Wednesday, November 28, 2007

Payback time

Personal stories are common of how the financial sanctions are affecting those mostly well-off people who have foreign bank accounts or earn income from abroad.

http://news.yahoo.com/s/nm/20071128/wl_nm/iran_sanctions_people_dc

Sanctions is probably the most widely debated topic around. But it is quite clear that two sets of people will get hit by it. The first are the Seyyeds themselves, and the second group are the wealthy secular Iranians, who have managed to survive with the Seyyeds. The rest are the silent majority poor down-trodden Iranians, who won't feel the difference. The Seyyeds and their wealthy crowd have been feeding off them for ages, and it is payback time.

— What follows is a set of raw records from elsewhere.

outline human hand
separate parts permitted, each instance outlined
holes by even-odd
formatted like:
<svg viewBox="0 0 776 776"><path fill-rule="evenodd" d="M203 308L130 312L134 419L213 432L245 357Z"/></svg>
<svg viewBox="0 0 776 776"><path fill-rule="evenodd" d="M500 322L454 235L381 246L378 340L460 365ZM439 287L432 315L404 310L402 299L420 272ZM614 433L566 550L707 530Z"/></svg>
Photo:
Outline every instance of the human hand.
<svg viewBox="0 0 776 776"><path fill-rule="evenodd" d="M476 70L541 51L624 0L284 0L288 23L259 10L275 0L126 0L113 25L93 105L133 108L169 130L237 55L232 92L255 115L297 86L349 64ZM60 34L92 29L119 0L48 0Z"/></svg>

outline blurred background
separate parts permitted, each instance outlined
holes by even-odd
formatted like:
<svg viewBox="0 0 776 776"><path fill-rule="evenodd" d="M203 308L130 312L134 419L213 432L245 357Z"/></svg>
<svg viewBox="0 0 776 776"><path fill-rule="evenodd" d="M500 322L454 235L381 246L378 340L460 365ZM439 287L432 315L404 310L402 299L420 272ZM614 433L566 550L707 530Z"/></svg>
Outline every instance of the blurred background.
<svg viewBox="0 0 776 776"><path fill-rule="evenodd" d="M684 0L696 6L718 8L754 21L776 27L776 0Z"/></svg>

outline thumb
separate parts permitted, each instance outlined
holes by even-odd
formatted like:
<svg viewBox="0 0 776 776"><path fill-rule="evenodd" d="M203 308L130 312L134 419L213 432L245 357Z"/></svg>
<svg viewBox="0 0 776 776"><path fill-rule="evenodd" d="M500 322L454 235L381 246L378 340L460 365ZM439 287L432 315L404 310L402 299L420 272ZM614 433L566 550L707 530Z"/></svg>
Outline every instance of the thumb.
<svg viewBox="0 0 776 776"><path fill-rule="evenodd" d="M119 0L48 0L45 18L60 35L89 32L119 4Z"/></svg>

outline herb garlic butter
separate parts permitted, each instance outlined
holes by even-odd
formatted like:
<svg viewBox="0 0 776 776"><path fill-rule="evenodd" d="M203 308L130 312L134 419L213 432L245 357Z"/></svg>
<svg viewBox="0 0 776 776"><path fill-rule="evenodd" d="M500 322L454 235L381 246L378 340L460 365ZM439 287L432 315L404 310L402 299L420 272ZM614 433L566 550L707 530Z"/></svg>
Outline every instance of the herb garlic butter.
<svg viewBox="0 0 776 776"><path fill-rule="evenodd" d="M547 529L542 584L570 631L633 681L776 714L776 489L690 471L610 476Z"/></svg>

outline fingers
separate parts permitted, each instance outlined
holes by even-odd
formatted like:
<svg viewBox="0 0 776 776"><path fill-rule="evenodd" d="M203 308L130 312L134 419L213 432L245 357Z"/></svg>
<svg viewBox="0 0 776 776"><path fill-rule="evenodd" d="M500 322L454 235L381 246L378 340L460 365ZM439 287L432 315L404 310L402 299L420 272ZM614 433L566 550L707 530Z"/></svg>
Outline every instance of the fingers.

Anyone who did not want to deal with the Seyyeds, or did not have connections in the appropriate places struggled. Their stories are too horrific to mention, and it is all based on the fact that they had different political and religious views to the Seyyeds. But if you were poor and passed all the relgious hurdles then yes you could get into the Seyyed merchant class. But if your Spririt had given you Iranian ideas, then you really struggled to implement them in Iran. And of course if you had global ideas, you had to get out, and let the folks in US to benefit from it, as Iran was not the "land of opportunity". So the US has benefited quite a lot from this. Do you think the US wants all the Iranian brains and money to go back to Iran? No. So they love the Seyyeds. They can get rid of the Seyyeds in no time if they wanted to. But Iranians like Parisa who write about Iran should talk more about the how the power of General Strike can bring the Seyyeds down.